Vegas With Dad's Best Friend - Page 8

I can’t help but watch her.

It must be awkward for her to be sitting alone, I know it would be awkward for me. And yet how naturally she seems to sit, peeking shyly around at first before becoming bolder, watching the people around her. Roman walks over to take her order and within a moment she has him smiling and laughing – something I’ve not been able to get out of the old rogue more than once in the entire time I’ve known him.

She’s enchanting, and not just to me. The funny thing is, I don’t think she even knows.

She lights up the whole room around her, but by the way, she acts, I don't think she has a clue. I can't take my eyes away from her, no matter how much I try. Every time I glance up and smile or nod at one of the guests around my table, I find my gaze straying back almost immediately.

I only make it halfway through the main course before I simply can't do it anymore. This is pointless, both me being here and me trying to pretend that I'm not affected. I barely hear a word said by those around me, and besides, what I do hear is of no interest to me while I have her in my sights.

“I'm sorry, gentlemen,” I say placing my knife and fork down with a clatter of determination. “It seems I have to break up this party a little early.”

The German banker, who is now another two glasses down and very much the merrier for it, shakes his head violently. “No, no,” he says, brandishing his empty glass at me. “Jonas, you must stay! After this, we go to a bar. The night is only just beginning!”

“I'm afraid that the charms of Las Vegas are a little lost on those of us who live here year round,” I tell him with a wry smile. “You will have to forgive me, there is a more pressing matter that requires my attention. I'm afraid there is someone who I had promised to look after.”

It's not quite a lie. It was her I made a promise to. I know even as I say it that I'm making out as if I owe her father or something, and I hope that's what they will assume. It's out of character for me to go after a woman, anyway, so more likely than not they will believe it.

It's not that I’m ashamed of how I feel about her, or that I'm worried about how we might be judged. It's more that leaving a business dinner to go after a romantic entanglement is far from professional. Leaving to take care of a personal promise, on the other hand, comes across as noble.

There is another chorus of disavowal around the table, all of them telling me not to leave so early. But I ignore them, making no excuses again and my apologies as many times as I need to. I manage to stand, place my napkin down on the table, and begin to edge away from the table.
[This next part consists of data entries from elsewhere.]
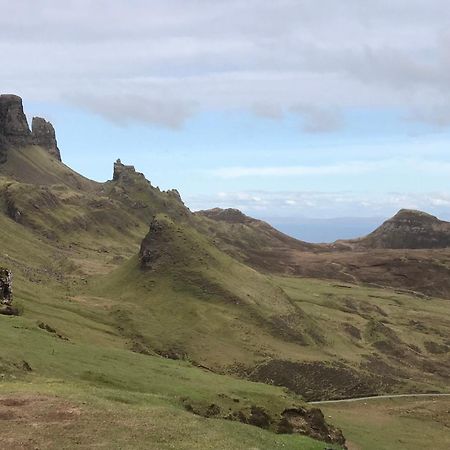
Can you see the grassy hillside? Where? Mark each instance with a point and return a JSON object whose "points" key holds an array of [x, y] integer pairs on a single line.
{"points": [[102, 298], [394, 424], [90, 394]]}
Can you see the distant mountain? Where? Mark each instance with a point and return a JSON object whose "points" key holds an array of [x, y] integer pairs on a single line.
{"points": [[409, 229], [126, 267]]}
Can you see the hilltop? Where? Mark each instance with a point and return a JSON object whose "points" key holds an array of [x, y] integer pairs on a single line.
{"points": [[123, 291], [409, 229]]}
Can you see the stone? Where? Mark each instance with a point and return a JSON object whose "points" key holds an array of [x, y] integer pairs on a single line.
{"points": [[6, 296], [5, 286], [43, 134], [13, 122]]}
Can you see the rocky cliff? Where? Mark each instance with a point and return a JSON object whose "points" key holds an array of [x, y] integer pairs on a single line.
{"points": [[409, 229], [15, 132], [43, 134]]}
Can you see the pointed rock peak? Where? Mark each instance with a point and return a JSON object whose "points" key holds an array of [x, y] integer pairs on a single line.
{"points": [[13, 122], [43, 134], [122, 171]]}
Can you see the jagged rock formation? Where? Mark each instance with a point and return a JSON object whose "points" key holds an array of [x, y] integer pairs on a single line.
{"points": [[43, 134], [13, 122], [409, 229], [154, 246], [15, 132], [6, 293], [125, 173]]}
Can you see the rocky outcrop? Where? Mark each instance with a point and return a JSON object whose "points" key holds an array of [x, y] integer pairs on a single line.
{"points": [[154, 247], [229, 215], [13, 122], [14, 128], [43, 134], [15, 132], [408, 229], [126, 174], [6, 296], [310, 422]]}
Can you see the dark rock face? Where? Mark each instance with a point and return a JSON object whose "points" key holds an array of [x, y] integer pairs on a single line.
{"points": [[43, 134], [14, 128], [6, 296], [13, 122], [310, 422], [152, 246], [125, 173], [15, 132]]}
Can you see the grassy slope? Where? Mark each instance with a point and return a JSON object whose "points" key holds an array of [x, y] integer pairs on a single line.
{"points": [[397, 424], [109, 384], [200, 302], [386, 332], [206, 306]]}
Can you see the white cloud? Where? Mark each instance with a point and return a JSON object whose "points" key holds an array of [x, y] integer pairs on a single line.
{"points": [[171, 59], [307, 204], [353, 167]]}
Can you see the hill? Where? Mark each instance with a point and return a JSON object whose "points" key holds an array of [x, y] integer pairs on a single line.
{"points": [[409, 229], [156, 311]]}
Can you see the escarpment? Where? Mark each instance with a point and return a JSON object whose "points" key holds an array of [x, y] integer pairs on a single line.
{"points": [[15, 131]]}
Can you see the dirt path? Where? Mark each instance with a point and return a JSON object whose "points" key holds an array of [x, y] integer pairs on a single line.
{"points": [[377, 397]]}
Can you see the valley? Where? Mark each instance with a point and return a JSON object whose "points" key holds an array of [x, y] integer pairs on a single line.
{"points": [[207, 329]]}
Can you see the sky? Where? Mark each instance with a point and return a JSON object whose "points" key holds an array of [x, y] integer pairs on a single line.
{"points": [[289, 110]]}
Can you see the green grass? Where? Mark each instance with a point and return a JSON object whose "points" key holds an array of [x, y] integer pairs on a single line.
{"points": [[112, 383], [75, 265], [397, 424]]}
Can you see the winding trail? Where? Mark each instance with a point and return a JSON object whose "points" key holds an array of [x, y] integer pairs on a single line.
{"points": [[377, 397]]}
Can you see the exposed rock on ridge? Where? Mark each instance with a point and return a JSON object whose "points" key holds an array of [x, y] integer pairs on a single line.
{"points": [[43, 134], [13, 122], [15, 132], [125, 173], [409, 229], [6, 293]]}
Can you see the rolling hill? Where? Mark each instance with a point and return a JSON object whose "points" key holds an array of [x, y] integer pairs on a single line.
{"points": [[151, 309]]}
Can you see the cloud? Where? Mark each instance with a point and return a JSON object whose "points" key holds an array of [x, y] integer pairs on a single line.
{"points": [[310, 204], [173, 59], [349, 168]]}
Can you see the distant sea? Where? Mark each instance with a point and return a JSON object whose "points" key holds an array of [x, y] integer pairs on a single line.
{"points": [[325, 230]]}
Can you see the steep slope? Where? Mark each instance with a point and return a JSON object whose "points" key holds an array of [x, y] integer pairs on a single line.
{"points": [[408, 252], [252, 241], [193, 300], [408, 229], [59, 232]]}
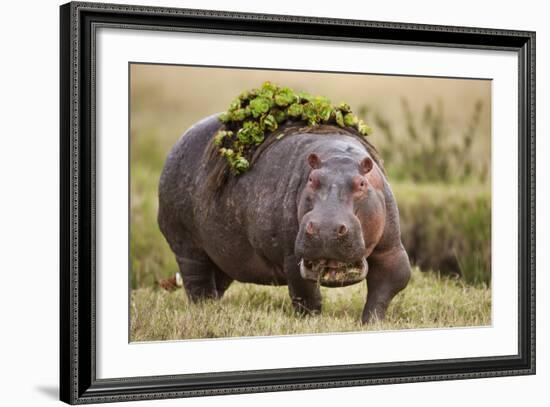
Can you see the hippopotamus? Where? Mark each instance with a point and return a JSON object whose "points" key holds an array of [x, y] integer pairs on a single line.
{"points": [[315, 209]]}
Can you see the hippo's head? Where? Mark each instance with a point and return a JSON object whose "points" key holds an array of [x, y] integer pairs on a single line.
{"points": [[330, 244]]}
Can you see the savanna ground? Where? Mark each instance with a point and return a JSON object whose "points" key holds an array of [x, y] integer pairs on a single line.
{"points": [[434, 136]]}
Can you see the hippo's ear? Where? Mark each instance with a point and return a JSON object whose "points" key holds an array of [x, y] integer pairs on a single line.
{"points": [[314, 161], [365, 165]]}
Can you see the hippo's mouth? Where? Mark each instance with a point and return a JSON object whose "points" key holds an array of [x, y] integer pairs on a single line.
{"points": [[331, 273]]}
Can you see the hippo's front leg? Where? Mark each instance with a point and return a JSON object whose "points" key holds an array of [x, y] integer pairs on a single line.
{"points": [[389, 273], [305, 294]]}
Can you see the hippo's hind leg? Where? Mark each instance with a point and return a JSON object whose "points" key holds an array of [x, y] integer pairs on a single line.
{"points": [[389, 273], [202, 279]]}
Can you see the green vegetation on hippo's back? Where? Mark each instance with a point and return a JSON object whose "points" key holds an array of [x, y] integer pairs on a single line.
{"points": [[256, 112]]}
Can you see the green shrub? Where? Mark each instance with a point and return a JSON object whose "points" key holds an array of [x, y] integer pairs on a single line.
{"points": [[447, 228]]}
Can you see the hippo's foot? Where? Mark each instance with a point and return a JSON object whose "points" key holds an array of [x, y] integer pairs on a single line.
{"points": [[202, 279], [389, 273], [304, 307]]}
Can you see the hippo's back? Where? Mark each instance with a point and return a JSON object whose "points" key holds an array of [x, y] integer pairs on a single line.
{"points": [[179, 177]]}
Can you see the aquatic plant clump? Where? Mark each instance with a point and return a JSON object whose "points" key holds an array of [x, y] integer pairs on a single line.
{"points": [[255, 113]]}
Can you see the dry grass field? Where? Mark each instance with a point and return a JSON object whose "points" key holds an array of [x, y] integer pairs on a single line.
{"points": [[434, 136]]}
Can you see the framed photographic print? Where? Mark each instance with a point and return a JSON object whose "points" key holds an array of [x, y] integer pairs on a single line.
{"points": [[255, 203]]}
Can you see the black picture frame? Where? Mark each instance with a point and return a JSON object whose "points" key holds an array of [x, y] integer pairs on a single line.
{"points": [[78, 382]]}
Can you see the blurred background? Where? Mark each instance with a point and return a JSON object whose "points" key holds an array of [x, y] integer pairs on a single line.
{"points": [[434, 135]]}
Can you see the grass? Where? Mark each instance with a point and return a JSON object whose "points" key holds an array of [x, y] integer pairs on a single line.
{"points": [[446, 226], [429, 301]]}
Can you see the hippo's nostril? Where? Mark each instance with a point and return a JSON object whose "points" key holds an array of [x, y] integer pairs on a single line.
{"points": [[342, 230], [310, 228]]}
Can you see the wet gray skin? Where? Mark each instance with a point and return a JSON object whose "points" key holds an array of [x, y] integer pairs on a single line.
{"points": [[314, 209]]}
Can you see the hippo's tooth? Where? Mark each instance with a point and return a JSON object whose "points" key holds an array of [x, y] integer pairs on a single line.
{"points": [[179, 279]]}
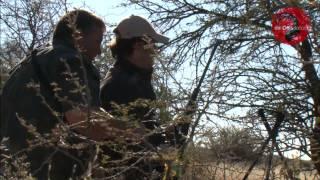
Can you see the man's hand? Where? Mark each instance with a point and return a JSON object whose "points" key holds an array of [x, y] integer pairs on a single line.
{"points": [[100, 125]]}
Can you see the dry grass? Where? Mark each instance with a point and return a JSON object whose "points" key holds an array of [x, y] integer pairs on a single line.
{"points": [[234, 171]]}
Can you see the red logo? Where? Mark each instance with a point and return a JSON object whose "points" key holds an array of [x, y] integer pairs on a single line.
{"points": [[290, 25]]}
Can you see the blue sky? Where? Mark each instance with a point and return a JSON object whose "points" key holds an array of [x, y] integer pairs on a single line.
{"points": [[109, 9]]}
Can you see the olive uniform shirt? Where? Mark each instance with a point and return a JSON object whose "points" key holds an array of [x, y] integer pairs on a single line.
{"points": [[74, 81]]}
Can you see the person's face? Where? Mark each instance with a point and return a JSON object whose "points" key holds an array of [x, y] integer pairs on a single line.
{"points": [[90, 43]]}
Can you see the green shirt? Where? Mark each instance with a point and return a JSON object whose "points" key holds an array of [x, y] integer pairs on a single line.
{"points": [[74, 83]]}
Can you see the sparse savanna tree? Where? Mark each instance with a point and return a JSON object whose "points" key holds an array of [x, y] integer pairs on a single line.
{"points": [[252, 71]]}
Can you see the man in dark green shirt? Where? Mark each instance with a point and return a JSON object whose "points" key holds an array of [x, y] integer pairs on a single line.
{"points": [[57, 85]]}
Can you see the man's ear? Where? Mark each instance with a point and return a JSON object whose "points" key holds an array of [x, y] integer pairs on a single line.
{"points": [[77, 36]]}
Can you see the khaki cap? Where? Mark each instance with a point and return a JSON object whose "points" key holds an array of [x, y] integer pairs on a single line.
{"points": [[136, 26]]}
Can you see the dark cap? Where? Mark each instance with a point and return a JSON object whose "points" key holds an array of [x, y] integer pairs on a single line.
{"points": [[136, 26]]}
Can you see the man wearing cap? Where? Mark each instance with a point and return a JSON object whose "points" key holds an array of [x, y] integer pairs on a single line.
{"points": [[128, 83]]}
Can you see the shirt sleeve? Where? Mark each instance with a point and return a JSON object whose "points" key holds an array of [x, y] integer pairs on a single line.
{"points": [[69, 80]]}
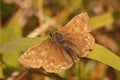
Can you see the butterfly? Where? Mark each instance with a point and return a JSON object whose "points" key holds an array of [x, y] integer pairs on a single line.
{"points": [[65, 46]]}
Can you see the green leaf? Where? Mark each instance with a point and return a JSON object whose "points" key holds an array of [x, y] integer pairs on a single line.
{"points": [[105, 56], [20, 44]]}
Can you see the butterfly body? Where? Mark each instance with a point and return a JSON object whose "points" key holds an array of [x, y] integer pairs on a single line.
{"points": [[65, 46]]}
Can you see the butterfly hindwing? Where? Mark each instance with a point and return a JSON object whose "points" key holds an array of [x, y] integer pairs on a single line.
{"points": [[48, 55]]}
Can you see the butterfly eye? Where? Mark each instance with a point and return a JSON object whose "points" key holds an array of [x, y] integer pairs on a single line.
{"points": [[52, 31], [90, 49]]}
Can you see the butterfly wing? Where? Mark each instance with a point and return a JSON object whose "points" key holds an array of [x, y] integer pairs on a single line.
{"points": [[48, 55], [77, 35], [79, 24]]}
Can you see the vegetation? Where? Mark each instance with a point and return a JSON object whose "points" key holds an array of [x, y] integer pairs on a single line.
{"points": [[24, 23]]}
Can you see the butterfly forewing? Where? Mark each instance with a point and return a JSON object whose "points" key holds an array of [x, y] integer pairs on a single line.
{"points": [[77, 36], [49, 55], [79, 24]]}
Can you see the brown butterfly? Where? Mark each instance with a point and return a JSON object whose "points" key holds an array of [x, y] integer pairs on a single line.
{"points": [[66, 45]]}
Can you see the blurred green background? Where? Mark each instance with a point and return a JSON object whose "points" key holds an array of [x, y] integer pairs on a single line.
{"points": [[34, 18]]}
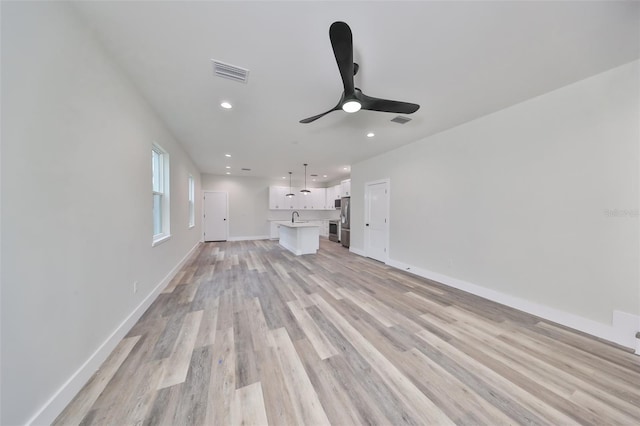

I finally extricate myself and hurry across the floor of the restaurant towards her, relieved that they haven't kept me tied down to listen to their dull stories any longer.

I take one glance behind me before I sit, reaching her table and finding a spare chair. All of them are watching me open-mouthed.

Well, so be it. Give them something to talk about.

Somethings – some people – are worth the risk.

Chapter Eight

Savannah

I feel a flare of gratitude when I look up to see Jonas striding across the restaurant towards me. He hasn’t forgotten about me. He hasn’t abandoned me.

“Is this seat taken?” he asks, the cheesy line making me laugh. He must think that it had the desired effect because he pulls out the spare chair opposite me and sits down, even though it's quite clear no one is supposed to sit there. I get the feeling that the wait staff like him so much here, they won't say a single word.

“I thought you were having your important business dinner,” I say. Not that I'm complaining, mind you. I'm glad he's come over. It feels nice not to be alone again, and particularly when it comes to Jonas. Having him here makes me feel so much better. It's like he is the sun, brightening the room and warming my day, giving me life.

“They were a boring bunch,” he says, waving a hand dismissively. “I kept seeing you over here and I thought you might need some company. So, here I am. How is dinner?”

“Oh it's delicious,” I say, indicating my empty plate. “It was, anyway. Thank you so much for all of this. I really am grateful that you've taken the time to look after me, especially since you're so busy.”